The Human Truth Foundation

isation and ise, versus ization and ize

By Vexen Crabtree 1999


In English there is no conflict between words that end in ize or ization versus those that end in ise or isation. The -ize spelling is the original British English ending and predates -ise by up to hundreds of years. Nowadays it is called Oxford Spelling and is used extensively by Oxford University Press and the OED. Cambridge University Press have the opposite stance and consider -ise to be the norm. Historically, English has seen both variants used in abundance. In American, the "ize" ending is proscribed however in standard English. neither one is incorrect.

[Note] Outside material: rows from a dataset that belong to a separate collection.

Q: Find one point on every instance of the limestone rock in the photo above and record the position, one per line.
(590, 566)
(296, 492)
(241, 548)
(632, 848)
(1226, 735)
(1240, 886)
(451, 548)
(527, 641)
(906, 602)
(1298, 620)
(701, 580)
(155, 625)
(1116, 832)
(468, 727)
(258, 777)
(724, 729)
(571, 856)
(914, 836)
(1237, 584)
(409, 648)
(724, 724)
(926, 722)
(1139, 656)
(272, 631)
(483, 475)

Because the Americans have limited themselves to the -ize spelling, for whatever reason, many in the rest of the English-speaking world have reacted by calling it "the American spelling" and therefore limited themselves to the -ise spelling. This is pointless sectarian reactionism and people should be corrected when they call z-spelling "AmericaniZation"! It is not.

An Oxford English blog states that "the '-ize' forms have been in use in English spelling since the 15th century: they didn't originate in American use" and gives examples of its use from 1425 and 1611 for the words organize and realize, whereas the first "-ise" spelling was not recorded until 1755.1

The same blog explains more:

The situation is slightly complicated by the fact that certain verbs must always be spelled with '-ise' at the end in British English, rather than '-ize': this is generally because they have come into the English language in a different way. You can also check out a list of these verbs. The difficulty in remembering which words belong to this group is perhaps one of the reasons that -ise spellings were adopted more widely in British English. [...]

In British English, it doesn't matter which spelling convention is chosen: neither is right or wrong, and neither is 'more right' than the other. The important thing is that, whichever form you choose, you should use it consistently within a piece of writing.